UCT researcher Mike Meadows, from the department of environment and geographical science, one of the international team who did the research, said in a statement that future drier conditions and the increased risk of fire could put fynbos at risk of extinction.

“These plants are tough and they are already used to dry conditions, but further aridity could make fires more frequent, which could damage the soils and make it even harder for the native plants to survive here.

“Unfortunately, this is their only native habitat, so such a change here might eventually threaten their very existence,” Meadows said.

The team’s findings support what sophisticated climate models had been suggesting would happen in the Cape in the future.

With the build-up of greenhouse gases, global temperatures will rise. This in turn will have an effect on the westerly winds that bring the Cape its rainfall.

This band of westerly winds that circles the Antarctic shifts with the seasons: in the cooler months it moves north over the Cape, bringing winter rainfall and in the summer it moves south, where the rain falls over the ocean.

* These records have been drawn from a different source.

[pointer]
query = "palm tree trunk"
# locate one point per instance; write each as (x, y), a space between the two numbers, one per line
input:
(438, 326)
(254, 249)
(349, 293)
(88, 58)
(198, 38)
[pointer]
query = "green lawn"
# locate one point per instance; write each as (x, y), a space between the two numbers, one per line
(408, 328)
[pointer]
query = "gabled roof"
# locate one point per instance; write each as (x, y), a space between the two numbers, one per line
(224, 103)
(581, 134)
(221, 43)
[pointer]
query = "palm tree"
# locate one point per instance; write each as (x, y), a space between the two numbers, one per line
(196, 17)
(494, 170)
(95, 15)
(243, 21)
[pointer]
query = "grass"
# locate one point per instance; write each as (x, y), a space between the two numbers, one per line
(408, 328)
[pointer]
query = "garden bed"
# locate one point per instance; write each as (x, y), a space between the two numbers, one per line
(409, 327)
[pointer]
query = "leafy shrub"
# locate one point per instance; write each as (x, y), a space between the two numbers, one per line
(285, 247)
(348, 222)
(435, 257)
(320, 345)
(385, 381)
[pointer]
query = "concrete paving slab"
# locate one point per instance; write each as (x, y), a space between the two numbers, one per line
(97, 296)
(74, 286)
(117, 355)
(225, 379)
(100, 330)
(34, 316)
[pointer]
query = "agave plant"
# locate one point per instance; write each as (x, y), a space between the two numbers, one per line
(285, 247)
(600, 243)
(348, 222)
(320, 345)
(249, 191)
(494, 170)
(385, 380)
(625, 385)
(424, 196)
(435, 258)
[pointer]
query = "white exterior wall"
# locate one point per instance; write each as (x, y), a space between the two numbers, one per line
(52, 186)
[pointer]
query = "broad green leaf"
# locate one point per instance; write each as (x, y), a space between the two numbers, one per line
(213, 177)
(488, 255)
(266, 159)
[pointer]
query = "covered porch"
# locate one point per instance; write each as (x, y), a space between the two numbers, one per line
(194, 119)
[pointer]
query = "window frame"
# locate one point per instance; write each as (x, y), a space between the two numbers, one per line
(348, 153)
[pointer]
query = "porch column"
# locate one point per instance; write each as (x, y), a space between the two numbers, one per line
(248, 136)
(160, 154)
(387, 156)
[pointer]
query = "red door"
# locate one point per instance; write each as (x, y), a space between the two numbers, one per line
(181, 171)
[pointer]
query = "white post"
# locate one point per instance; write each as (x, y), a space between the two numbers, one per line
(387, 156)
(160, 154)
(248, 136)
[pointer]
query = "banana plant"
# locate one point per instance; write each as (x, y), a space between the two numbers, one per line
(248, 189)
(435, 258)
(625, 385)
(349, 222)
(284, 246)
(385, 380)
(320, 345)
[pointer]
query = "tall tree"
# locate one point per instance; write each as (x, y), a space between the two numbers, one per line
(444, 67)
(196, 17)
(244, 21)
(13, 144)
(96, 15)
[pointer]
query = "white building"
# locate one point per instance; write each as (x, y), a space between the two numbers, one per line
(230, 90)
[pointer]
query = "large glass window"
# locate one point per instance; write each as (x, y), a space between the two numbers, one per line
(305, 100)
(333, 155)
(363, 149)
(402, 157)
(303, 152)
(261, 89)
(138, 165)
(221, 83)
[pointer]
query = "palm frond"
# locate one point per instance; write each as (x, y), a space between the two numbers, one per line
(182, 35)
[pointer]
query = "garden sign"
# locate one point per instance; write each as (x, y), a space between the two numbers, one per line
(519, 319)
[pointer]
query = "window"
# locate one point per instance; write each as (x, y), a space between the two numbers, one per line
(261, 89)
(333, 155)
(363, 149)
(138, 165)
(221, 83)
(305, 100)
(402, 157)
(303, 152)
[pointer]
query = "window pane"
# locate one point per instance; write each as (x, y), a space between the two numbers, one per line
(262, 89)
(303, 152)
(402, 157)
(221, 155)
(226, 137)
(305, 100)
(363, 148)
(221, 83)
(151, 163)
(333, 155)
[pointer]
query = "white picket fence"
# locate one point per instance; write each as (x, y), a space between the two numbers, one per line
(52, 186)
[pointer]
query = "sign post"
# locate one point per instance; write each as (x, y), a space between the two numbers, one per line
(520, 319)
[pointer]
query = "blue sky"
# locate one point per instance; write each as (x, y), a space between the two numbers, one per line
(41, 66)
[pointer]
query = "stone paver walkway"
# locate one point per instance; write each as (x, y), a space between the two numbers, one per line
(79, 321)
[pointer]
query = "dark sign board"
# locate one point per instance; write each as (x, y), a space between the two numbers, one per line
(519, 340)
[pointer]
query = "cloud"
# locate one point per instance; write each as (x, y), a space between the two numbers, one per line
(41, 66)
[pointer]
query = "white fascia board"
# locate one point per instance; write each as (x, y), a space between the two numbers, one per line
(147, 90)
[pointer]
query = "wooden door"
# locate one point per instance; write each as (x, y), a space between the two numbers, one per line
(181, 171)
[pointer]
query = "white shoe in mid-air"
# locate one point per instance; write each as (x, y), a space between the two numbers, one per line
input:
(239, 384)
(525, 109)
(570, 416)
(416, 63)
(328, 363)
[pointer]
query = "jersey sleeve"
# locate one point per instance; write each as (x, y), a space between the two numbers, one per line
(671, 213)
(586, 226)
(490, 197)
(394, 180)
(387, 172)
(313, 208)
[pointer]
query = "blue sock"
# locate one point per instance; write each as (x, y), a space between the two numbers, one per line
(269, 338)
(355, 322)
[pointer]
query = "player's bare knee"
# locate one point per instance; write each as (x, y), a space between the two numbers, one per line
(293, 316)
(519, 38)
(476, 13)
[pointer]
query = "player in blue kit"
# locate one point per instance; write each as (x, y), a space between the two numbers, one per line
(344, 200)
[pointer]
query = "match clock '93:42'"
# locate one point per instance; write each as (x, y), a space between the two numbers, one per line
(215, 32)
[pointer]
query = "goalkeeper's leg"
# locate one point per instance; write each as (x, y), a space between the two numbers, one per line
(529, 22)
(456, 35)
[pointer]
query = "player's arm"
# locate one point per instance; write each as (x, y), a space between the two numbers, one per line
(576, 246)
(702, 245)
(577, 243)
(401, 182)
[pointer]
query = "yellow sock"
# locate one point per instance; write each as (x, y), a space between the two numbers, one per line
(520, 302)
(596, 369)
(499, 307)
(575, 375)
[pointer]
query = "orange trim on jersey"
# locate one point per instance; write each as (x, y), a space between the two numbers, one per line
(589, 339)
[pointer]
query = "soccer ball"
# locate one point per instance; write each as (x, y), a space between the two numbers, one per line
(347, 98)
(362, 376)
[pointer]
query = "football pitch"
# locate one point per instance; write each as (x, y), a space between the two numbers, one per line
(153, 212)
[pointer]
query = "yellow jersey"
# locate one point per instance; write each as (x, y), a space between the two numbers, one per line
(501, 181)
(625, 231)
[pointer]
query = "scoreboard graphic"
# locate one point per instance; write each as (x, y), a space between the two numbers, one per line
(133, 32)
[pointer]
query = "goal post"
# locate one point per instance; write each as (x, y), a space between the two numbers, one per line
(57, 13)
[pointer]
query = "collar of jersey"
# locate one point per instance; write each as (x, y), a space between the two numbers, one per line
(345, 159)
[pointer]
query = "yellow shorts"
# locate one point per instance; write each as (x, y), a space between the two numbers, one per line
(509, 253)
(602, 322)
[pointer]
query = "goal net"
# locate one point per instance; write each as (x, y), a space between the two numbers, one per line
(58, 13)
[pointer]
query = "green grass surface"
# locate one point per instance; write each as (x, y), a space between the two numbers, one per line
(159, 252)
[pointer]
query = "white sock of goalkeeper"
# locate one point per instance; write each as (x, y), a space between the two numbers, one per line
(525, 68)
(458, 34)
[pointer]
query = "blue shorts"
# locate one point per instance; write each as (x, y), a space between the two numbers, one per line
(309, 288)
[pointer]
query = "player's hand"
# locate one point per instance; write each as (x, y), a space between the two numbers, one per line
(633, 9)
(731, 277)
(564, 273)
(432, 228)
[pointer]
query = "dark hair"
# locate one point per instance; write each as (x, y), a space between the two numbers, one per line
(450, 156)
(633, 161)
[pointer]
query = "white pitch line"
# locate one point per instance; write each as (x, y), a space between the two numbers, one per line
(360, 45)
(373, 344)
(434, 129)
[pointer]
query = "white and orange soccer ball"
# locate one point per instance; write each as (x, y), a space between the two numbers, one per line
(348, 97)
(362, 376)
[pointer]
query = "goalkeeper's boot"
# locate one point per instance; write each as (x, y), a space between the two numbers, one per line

Many climate models suggest the global increase in temperatures will force these westerly winds to move towards the Antarctic during this century – a trend which has already been observed, meaning a drier Cape. Now the research Meadows and colleagues have done supports this prediction.

Meadows took sediment cores at Verlorenvlei near Eland’s Bay on the West Coast, and by examining diatoms, tiny single-cell algae in the cores, was able to reconstruct past rainfall patterns at the site going back 1 800 years.

They then looked at data from ice cores taken in the Antarctic, to test their assumption that the changes in rainfall at Verlorenvlei had been linked to ancient changes in the movement of the westerly winds towards the poles. They found that this was the case.

Guy Midgley, from the SA National Botanical Institute, said yesterday one of the strengths of the research was that it had increased the confidence of the climate model projections, which suggested that the Cape would become more arid.

“The Verlorenvlei cores extend the rainfall record back to 1 800 years. We’ve been keeping rainfall records for around only 100 years. One of the key things is if the westerlies move south, it switches off the winter rainfall. Not a 10 percent reduction, it’s just not there,” Midgley said.

The research should be seen as a warning, he said.

“This will not affect only fynbos, but water supplies, agriculture and people’s lives. It will be very difficult for Cape Town to adapt to those changes. But this is not set in stone: if the world is able to get greenhouse gas emissions under control, we can avoid that.”